CVE ID Requests
Introduced in GitLab 13.4, only for public projects on GitLab.com.
As part of our role as a CVE Numbering Authority (CNA), you may request CVE identifiers from GitLab to track vulnerabilities found within your project.
Overview
CVE identifiers track specific vulnerabilities within projects. Having a CVE assigned to a vulnerability in your project helps your users stay secure and informed. For example, dependency scanning tools can detect when vulnerable versions of your project are used as a dependency.
Conditions
If the following conditions are met, a Request CVE ID button appears in your issue sidebar:
- The project is hosted in GitLab.com.
- The project is public.
- You are a maintainer of the project.
- The issue is confidential.
Submitting a CVE ID Request
Clicking the Request CVE ID button in the issue sidebar takes you to the new issue page for the GitLab CVE project.
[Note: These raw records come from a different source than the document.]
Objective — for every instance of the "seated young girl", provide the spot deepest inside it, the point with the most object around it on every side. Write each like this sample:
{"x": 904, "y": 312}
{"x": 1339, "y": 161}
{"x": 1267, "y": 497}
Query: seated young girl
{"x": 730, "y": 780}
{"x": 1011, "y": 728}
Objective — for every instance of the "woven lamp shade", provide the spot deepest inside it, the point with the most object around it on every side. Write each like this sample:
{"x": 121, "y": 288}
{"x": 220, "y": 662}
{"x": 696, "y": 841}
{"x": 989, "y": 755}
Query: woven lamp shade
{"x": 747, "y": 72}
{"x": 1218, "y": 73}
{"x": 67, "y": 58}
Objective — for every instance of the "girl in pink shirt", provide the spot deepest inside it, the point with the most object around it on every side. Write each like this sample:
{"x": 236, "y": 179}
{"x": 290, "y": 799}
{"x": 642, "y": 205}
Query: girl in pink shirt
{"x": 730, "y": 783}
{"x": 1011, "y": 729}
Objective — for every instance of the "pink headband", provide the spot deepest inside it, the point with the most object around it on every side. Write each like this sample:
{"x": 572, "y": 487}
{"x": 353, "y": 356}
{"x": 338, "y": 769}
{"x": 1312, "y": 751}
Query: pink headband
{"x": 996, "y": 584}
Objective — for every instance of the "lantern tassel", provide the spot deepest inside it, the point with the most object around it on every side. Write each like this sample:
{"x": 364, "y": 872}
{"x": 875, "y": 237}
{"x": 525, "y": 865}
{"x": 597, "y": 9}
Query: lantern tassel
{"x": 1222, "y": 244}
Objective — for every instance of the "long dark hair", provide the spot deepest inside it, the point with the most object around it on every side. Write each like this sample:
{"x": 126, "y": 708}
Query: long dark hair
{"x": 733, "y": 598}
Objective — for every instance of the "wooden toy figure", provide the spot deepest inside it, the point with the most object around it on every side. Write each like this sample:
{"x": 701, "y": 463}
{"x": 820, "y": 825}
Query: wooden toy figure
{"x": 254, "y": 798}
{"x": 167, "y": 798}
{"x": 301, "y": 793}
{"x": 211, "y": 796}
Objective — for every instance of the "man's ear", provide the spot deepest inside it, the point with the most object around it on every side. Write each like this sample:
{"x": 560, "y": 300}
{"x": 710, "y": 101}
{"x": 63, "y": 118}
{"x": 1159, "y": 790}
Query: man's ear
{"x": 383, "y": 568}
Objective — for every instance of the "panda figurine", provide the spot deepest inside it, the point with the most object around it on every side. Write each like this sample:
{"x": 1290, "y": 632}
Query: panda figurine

Creating the confidential issue starts the CVE request process.
You are required to fill in the issue description, which includes:
- A description of the vulnerability
- The project’s vendor and name
- Impacted versions
- Fixed versions
- The vulnerability type (a CWE identifier)
- A CVSS v3 vector
CVE Assignment
GitLab triages your submitted CVE ID request and communicates with you throughout the CVE validation and assignment process.
Once a CVE identifier is assigned, you may use and reference it as you see fit.
Details of the vulnerability submitted in the CVE ID request are published according to your schedule. It’s common to request a CVE for an unpatched vulnerability, reference the assigned CVE identifier in release notes, and later publish the vulnerability’s details after the fix is released.
Separate communications notify you when different stages of the publication process are complete.